Three of my five kids have moved out and flown away. I’m so proud of their independence, but I like to try to get everyone together once a week for dinner and to catch up. This weekend I made Chimichangas.

I know I need to work on my food photography, but I promise you these tasted better than I made them look. The base for my filling was shredded venison, but you can use any shredded meat of your choice.
Chimichangas
Ingredients
- 1/4 cup bacon grease
- 2 cups shredded meat of your choice
- 1 small onion, diced
- 1 TBSP minced garlic
- 2 medium tomatoes, chopped
- 7 ounce can diced green chiles
- 1 large potato, peeled and diced
- 1 tsp salt
- 1 1/2 tsp dried oregano
- 1 tsp chili powder
- 1 tsp ground coriander
- 6 (12-inch) flour tortillas
- Olive oil
- Toppings: shredded cheddar cheese, sour cream, guacamole, shredded lettuce and salsa
Directions
- Microwave the potato for 4 minutes on HIGH heat. It should be firm, able to be sliced easily with a fork.
- In a skillet, melt bacon grease over medium heat. Add the meat, onion, garlic, tomatoes, chiles and potato. Sauté 5 minutes or until the onion has softened.
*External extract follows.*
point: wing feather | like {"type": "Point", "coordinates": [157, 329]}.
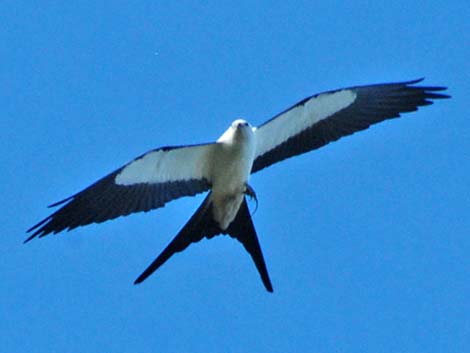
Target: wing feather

- Add salt, oregano, chili powder and coriander. Sauté 2-3 minutes more.
- Put 1/6 of the filling onto each tortilla. Fold envelope-style like a burrito.
- Heat olive oil in a skillet; just enough to coat the bottom of the pan.
- Fry the chimichangas in batches, seam side down until brown and crispy. Turn and brown the other side.
- Serve immediately with desired toppings.
Makes 6 large chimichangas
I serve these with a side of rice and a simple salad to complete the meal. I hope you enjoy them.